Common Business Contract Clauses You Shouldn't Ignore

Business contracts can be lengthy documents, making it tempting to skim through standard-looking clauses and sign quickly. The reality is that some of the most consequential terms in any commercial agreement are the ones that receive the least attention during the review process. Commercial lawyers consistently find that the clauses most likely to cause problems are the ones that seemed unremarkable at the time of signing. This article will highlight the contract clauses that deserve careful scrutiny before any business agreement is executed.

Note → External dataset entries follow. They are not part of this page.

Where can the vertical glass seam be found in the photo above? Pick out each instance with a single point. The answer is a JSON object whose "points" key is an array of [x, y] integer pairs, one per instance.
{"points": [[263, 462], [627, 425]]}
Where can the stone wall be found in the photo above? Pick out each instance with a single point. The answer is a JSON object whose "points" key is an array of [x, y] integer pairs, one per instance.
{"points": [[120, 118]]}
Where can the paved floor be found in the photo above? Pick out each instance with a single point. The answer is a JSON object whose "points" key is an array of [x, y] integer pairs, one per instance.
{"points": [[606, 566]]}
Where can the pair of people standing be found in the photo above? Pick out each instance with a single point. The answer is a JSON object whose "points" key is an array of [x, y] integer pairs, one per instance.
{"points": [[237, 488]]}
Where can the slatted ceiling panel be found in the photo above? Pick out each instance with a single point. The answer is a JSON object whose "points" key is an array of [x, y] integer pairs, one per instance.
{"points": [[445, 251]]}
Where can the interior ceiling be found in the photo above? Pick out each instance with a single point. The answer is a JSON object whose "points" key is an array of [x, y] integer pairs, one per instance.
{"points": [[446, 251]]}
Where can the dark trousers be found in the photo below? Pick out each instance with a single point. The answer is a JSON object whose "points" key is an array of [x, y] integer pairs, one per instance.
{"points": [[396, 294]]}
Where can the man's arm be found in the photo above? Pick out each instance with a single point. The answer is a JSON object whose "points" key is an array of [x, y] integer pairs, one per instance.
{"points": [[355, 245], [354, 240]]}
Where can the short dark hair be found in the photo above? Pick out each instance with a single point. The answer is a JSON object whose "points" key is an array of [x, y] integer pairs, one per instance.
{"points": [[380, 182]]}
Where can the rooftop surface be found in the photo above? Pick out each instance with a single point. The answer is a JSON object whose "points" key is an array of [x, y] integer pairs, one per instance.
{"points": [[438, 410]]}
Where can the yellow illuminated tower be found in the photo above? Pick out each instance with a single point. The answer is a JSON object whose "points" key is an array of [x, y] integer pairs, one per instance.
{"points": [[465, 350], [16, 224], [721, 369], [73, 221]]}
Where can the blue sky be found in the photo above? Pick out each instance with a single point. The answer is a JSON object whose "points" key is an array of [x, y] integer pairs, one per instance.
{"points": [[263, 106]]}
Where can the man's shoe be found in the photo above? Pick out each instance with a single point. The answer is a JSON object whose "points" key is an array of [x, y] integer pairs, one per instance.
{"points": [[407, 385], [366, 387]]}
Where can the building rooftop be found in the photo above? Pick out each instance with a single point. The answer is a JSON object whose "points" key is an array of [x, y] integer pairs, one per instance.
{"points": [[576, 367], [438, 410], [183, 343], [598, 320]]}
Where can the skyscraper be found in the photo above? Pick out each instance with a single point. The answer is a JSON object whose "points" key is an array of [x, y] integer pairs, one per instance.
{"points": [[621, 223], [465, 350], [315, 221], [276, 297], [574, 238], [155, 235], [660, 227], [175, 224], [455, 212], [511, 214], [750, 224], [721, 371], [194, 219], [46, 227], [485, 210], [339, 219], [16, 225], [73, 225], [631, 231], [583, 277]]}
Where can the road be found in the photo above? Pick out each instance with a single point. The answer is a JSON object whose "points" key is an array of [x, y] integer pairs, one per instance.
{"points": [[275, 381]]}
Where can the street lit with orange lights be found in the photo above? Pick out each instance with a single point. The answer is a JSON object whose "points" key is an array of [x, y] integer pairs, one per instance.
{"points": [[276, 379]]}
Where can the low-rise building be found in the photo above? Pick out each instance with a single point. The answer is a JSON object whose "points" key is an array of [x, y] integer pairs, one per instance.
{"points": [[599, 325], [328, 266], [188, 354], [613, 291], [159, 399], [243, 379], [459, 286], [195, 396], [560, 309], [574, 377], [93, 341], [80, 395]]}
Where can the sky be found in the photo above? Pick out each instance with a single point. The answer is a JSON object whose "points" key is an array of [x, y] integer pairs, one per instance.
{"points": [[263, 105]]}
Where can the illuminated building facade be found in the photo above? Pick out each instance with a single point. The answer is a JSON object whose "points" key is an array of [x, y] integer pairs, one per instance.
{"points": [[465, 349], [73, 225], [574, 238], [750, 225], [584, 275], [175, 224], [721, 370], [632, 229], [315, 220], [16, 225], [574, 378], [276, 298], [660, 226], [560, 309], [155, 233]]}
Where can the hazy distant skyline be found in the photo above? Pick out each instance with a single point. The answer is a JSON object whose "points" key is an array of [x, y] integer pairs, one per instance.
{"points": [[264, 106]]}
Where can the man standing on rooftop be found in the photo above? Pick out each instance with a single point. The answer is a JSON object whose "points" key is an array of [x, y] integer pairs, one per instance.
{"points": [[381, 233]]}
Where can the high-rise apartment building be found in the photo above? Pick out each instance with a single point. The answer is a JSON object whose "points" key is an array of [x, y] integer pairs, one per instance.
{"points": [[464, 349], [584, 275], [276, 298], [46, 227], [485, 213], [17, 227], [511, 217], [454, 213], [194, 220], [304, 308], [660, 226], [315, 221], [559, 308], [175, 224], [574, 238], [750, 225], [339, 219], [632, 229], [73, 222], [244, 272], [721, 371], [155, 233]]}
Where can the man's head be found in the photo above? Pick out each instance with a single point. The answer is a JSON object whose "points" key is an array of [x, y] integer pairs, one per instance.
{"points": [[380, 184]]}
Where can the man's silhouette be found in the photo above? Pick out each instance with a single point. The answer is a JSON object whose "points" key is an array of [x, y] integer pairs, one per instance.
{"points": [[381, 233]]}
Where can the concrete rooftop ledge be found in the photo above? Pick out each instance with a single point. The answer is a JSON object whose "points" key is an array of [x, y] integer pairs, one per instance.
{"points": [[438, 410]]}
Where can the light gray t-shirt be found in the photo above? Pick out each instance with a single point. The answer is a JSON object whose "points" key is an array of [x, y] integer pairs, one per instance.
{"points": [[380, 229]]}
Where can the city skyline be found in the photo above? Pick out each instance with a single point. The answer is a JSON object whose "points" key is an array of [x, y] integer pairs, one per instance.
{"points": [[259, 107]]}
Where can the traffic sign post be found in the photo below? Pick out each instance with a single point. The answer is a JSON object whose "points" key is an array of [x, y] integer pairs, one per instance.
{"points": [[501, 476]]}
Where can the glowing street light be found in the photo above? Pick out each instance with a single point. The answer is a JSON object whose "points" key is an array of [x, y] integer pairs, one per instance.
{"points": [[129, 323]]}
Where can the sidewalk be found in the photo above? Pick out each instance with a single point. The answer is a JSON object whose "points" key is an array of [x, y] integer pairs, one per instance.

Limitation of Liability Clauses
A limitation of liability clause caps the amount one party can recover from the other in the event of a breach or loss, and the figure set out in that clause can be dramatically lower than the actual loss suffered. Many standard commercial contracts include these clauses as a matter of course, often limiting liability to the value of the contract itself regardless of the scale of the damage caused. For businesses entering agreements where a failure by the other party could result in significant financial harm, accepting a low liability cap without negotiation can leave them with no recourse. Commercial lawyers can assess whether the cap proposed is appropriate for the level of risk involved and negotiate a more balanced position before the contract is signed.
Termination and Exit Provisions
The circumstances under which a contract can be terminated and what happens when it is are details that most parties pay little attention to when a relationship is new and optimism is high. In practice, termination clauses determine how much notice is required to end the agreement, whether termination for convenience is permitted and what obligations survive after the relationship concludes. A contract that allows one party to exit without notice can leave the other party exposed with no transition period and no compensation. Commercial lawyers can review termination provisions to ensure they're balanced and that the business retains adequate protection if the other party chooses to walk away at an inconvenient time.
Dispute Resolution Clauses
When a dispute arises between contracting parties, the dispute resolution clause determines the process that must be followed before either party can take formal legal action. Some contracts require mandatory mediation or expert determination before litigation can commence, while others designate a specific jurisdiction or court for any proceedings. These provisions can have a significant impact on how accessible and affordable resolution actually is, particularly if the clause requires proceedings to be conducted in a state or jurisdiction that's inconvenient for one party. Commercial lawyers can review dispute resolution clauses and flag any provisions that may create an imbalance or limit your ability to pursue a legitimate claim effectively.